This morning I had some dealings with a bone in leg of venison. Usually the processor, Michael Cordray, takes the bone out because bonesless roasts take much less space in the freezer, but I had asked him to leave the bones in for one deer. I thought to smoke the leg to about 150 degrees on the BIG GREEN EGG and did so at 200 degrees. The venison - having next to no fat - was done to that temperature in about two and a half hours. The meat is flavorful and moist. I think I will use it for sandwiches for the upcoming drive to Edisto where I plan to shoot a bunch more deer.  Does anyone other than me cook deer this way and does anyone have any ideas about infusing more flavor into Bambi. Venison is so mild, but I don't like to use heavy marinades and that's probably the answer.... marinades, I mean.

This meat, while healthy and all that is - as I said - mlld. Perhaps it's just South Carolina deer and their diet of fresh vegetables, new saplings and any row crop they come across and intensifying the meat just isn't going to happen. Maybe this is venison veal, but I haven't been shooting young deer. Does any body know anything about eating yearling deer. The flesh of this one is very light and pink as opposed to bright red. I'm just asking, speaking to ether, you know?!

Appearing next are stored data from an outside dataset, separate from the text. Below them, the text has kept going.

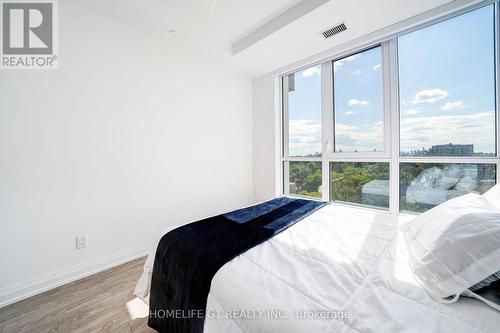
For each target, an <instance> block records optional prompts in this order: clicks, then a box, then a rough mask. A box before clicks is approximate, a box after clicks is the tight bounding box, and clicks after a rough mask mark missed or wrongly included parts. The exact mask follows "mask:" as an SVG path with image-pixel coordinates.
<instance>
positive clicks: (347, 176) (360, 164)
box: [330, 162, 389, 208]
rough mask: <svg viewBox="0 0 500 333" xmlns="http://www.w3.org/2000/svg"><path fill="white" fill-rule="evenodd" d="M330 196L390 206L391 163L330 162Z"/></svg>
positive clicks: (373, 205)
mask: <svg viewBox="0 0 500 333" xmlns="http://www.w3.org/2000/svg"><path fill="white" fill-rule="evenodd" d="M330 198H331V200H338V201H344V202H350V203H356V204H362V205H367V206H376V207H382V208H389V163H363V162H361V163H360V162H354V163H351V162H333V163H330Z"/></svg>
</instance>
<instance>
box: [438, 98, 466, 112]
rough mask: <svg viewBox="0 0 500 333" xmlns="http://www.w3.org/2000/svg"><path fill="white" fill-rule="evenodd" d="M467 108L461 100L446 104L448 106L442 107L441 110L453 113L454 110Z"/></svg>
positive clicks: (443, 106)
mask: <svg viewBox="0 0 500 333" xmlns="http://www.w3.org/2000/svg"><path fill="white" fill-rule="evenodd" d="M465 107H466V105H464V101H462V100H459V101H456V102H446V104H445V105H443V106H442V107H441V110H443V111H453V110H458V109H463V108H465Z"/></svg>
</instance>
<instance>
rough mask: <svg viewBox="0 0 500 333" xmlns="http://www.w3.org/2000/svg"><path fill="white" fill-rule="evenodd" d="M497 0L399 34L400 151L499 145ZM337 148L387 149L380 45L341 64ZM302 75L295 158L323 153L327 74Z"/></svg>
mask: <svg viewBox="0 0 500 333" xmlns="http://www.w3.org/2000/svg"><path fill="white" fill-rule="evenodd" d="M493 20H494V18H493V5H489V6H486V7H483V8H480V9H478V10H475V11H473V12H470V13H467V14H464V15H461V16H458V17H456V18H453V19H450V20H447V21H444V22H441V23H438V24H435V25H432V26H430V27H427V28H424V29H421V30H418V31H415V32H412V33H409V34H406V35H403V36H401V37H400V38H398V56H399V85H400V87H399V88H400V92H399V93H400V118H401V123H400V136H401V141H400V149H401V151H402V152H404V151H411V150H417V149H422V148H425V149H428V148H430V147H431V146H432V145H438V144H448V143H454V144H474V151H475V152H476V153H479V152H483V153H494V151H495V112H494V110H495V90H494V89H495V83H494V82H495V76H494V73H495V65H494V35H493V33H494V27H493ZM333 67H334V73H333V76H334V106H335V139H336V145H335V149H336V151H340V150H342V151H354V150H357V151H373V150H377V151H379V150H383V149H384V147H383V131H382V128H383V125H382V114H383V113H382V112H383V111H382V70H383V68H382V66H381V54H380V48H379V47H377V48H373V49H370V50H367V51H364V52H362V53H359V54H356V55H354V56H350V57H347V58H344V59H341V60H337V61H335V62H334V66H333ZM320 72H321V71H320V67H319V66H315V67H311V68H308V69H306V70H304V71H301V72H297V73H295V91H292V92H290V93H289V119H290V121H289V129H290V145H289V150H290V156H304V155H307V154H313V153H316V152H320V151H321V121H320V120H321V73H320Z"/></svg>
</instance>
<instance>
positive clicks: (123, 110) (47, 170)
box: [0, 1, 260, 305]
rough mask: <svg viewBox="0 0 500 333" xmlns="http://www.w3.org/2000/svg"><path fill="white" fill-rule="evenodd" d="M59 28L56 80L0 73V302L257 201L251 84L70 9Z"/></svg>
mask: <svg viewBox="0 0 500 333" xmlns="http://www.w3.org/2000/svg"><path fill="white" fill-rule="evenodd" d="M59 30H60V31H59V69H58V70H55V71H1V72H0V159H1V161H0V305H1V304H2V303H3V304H5V303H7V302H10V301H13V300H15V299H17V298H21V297H24V296H26V295H28V294H31V293H34V292H37V291H40V290H42V289H45V288H48V287H49V286H51V285H54V284H60V283H61V282H64V281H67V280H71V279H73V278H75V277H76V276H81V275H82V274H87V273H89V272H91V271H92V270H95V269H99V268H103V267H105V266H107V265H112V264H116V263H117V262H118V261H120V260H127V259H130V258H131V257H134V256H138V255H140V254H142V253H144V251H145V250H146V249H147V248H149V247H150V246H151V244H152V242H153V241H154V240H155V238H156V237H157V236H158V235H159V233H160V231H161V230H162V229H163V228H164V227H165V226H167V225H171V224H178V223H185V222H189V221H193V220H196V219H199V218H202V217H206V216H207V215H212V214H216V213H220V212H223V211H227V210H230V209H234V208H237V207H240V206H241V205H244V204H249V203H250V202H252V201H253V184H252V178H253V174H252V167H253V165H252V163H253V162H252V83H251V80H250V79H247V78H244V77H242V76H239V75H236V74H233V73H232V72H230V71H229V70H226V69H225V68H223V67H220V66H215V65H214V64H213V63H212V62H211V61H210V59H206V58H205V57H203V55H192V54H190V53H188V52H184V51H182V50H181V49H180V48H179V47H178V46H177V45H175V44H172V42H168V41H166V40H160V39H155V38H153V37H152V36H149V37H148V36H147V34H143V33H140V32H138V31H135V30H132V29H130V28H128V27H127V26H125V25H122V24H121V23H119V22H117V21H113V20H112V19H109V18H107V17H105V16H102V15H100V14H97V13H95V12H92V11H90V10H88V9H85V8H84V7H80V6H77V5H75V4H72V3H71V2H69V1H59ZM259 144H260V141H259ZM80 234H88V236H89V246H88V248H86V249H82V250H76V249H75V236H76V235H80Z"/></svg>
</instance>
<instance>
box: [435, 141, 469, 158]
mask: <svg viewBox="0 0 500 333" xmlns="http://www.w3.org/2000/svg"><path fill="white" fill-rule="evenodd" d="M427 155H428V156H472V155H474V145H454V144H452V143H449V144H447V145H437V146H432V148H431V149H429V151H428V152H427Z"/></svg>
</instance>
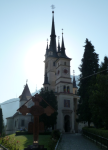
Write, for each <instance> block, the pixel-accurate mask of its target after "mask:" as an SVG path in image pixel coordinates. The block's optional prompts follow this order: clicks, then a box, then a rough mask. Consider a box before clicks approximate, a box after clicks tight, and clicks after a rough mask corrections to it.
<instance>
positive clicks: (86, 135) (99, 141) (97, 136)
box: [82, 130, 108, 150]
mask: <svg viewBox="0 0 108 150" xmlns="http://www.w3.org/2000/svg"><path fill="white" fill-rule="evenodd" d="M82 134H83V135H85V136H86V137H88V138H90V139H91V140H93V142H95V143H96V144H100V145H101V148H102V147H105V148H107V150H108V139H107V138H104V137H102V136H99V135H96V134H93V133H90V132H88V131H84V130H83V131H82Z"/></svg>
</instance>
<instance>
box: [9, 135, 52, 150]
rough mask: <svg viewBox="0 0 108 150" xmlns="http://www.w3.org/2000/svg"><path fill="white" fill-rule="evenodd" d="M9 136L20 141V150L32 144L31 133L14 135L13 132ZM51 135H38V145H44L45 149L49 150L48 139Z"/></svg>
mask: <svg viewBox="0 0 108 150" xmlns="http://www.w3.org/2000/svg"><path fill="white" fill-rule="evenodd" d="M8 136H10V138H15V140H16V141H17V140H18V141H20V150H23V149H24V148H25V147H27V146H28V145H32V144H33V135H19V136H16V135H15V134H11V135H8ZM50 137H51V135H39V145H44V147H45V148H47V150H50V148H49V147H48V143H49V141H50Z"/></svg>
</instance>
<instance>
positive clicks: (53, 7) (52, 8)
mask: <svg viewBox="0 0 108 150" xmlns="http://www.w3.org/2000/svg"><path fill="white" fill-rule="evenodd" d="M51 7H52V10H53V9H54V8H55V6H54V5H51ZM52 13H54V11H52Z"/></svg>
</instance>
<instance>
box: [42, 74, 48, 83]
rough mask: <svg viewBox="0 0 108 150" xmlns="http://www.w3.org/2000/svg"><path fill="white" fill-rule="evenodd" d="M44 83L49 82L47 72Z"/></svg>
mask: <svg viewBox="0 0 108 150" xmlns="http://www.w3.org/2000/svg"><path fill="white" fill-rule="evenodd" d="M44 84H49V82H48V76H47V73H45V78H44ZM44 84H43V85H44Z"/></svg>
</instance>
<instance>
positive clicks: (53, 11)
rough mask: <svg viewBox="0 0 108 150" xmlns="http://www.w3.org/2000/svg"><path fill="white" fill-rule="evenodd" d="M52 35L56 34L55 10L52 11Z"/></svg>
mask: <svg viewBox="0 0 108 150" xmlns="http://www.w3.org/2000/svg"><path fill="white" fill-rule="evenodd" d="M51 35H54V36H55V26H54V11H52V29H51Z"/></svg>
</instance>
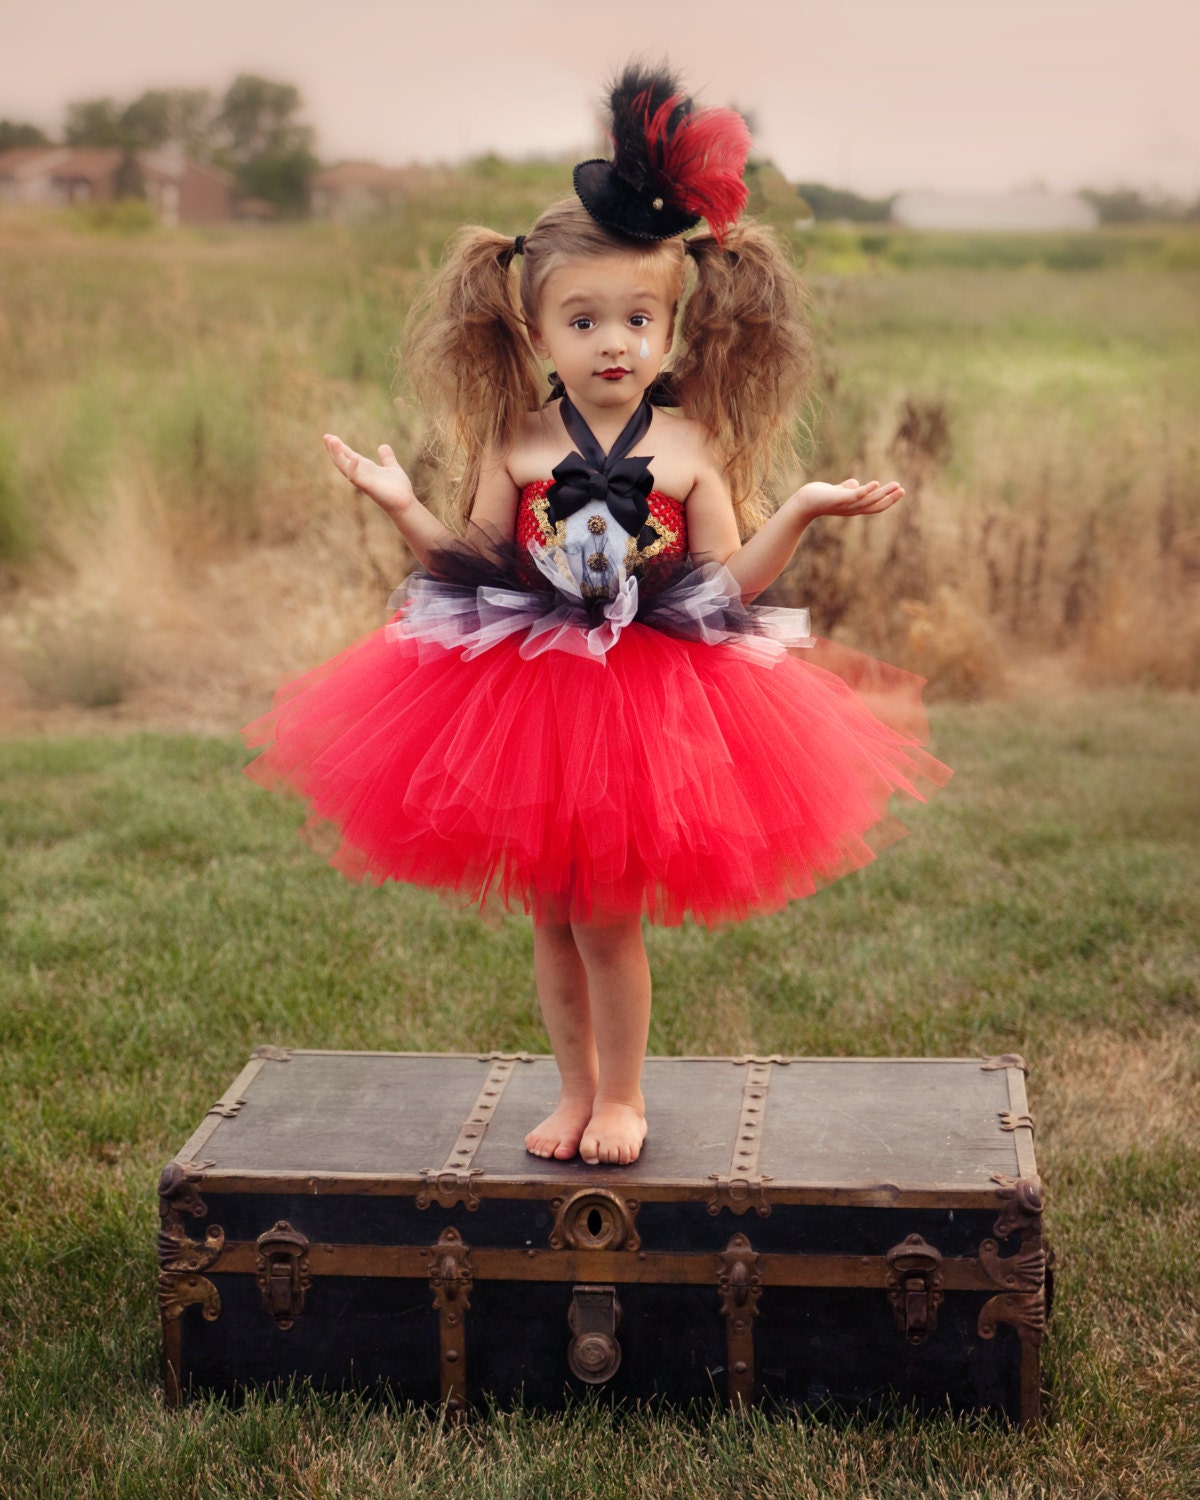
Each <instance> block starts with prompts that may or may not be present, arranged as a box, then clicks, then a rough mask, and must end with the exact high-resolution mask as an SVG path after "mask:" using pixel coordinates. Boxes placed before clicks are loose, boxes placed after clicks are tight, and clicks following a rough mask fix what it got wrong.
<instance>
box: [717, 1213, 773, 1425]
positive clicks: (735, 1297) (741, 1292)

I am planning to buy a tractor soon and perhaps erect a smallish greenhouse to see if I can make a go of heirloom tomatoes year round. As I understand heirloom tomatoes, they don't keep well and they don't travel well at all. I think there may be a local market for them in Charleston, however. Local, out of season, vine ripened tomatoes grown in Edisto Island dirt just like toamtoes are supposed to be. Maybe. I would have to make sure deer doesn't know how to open the door to the greenhouse.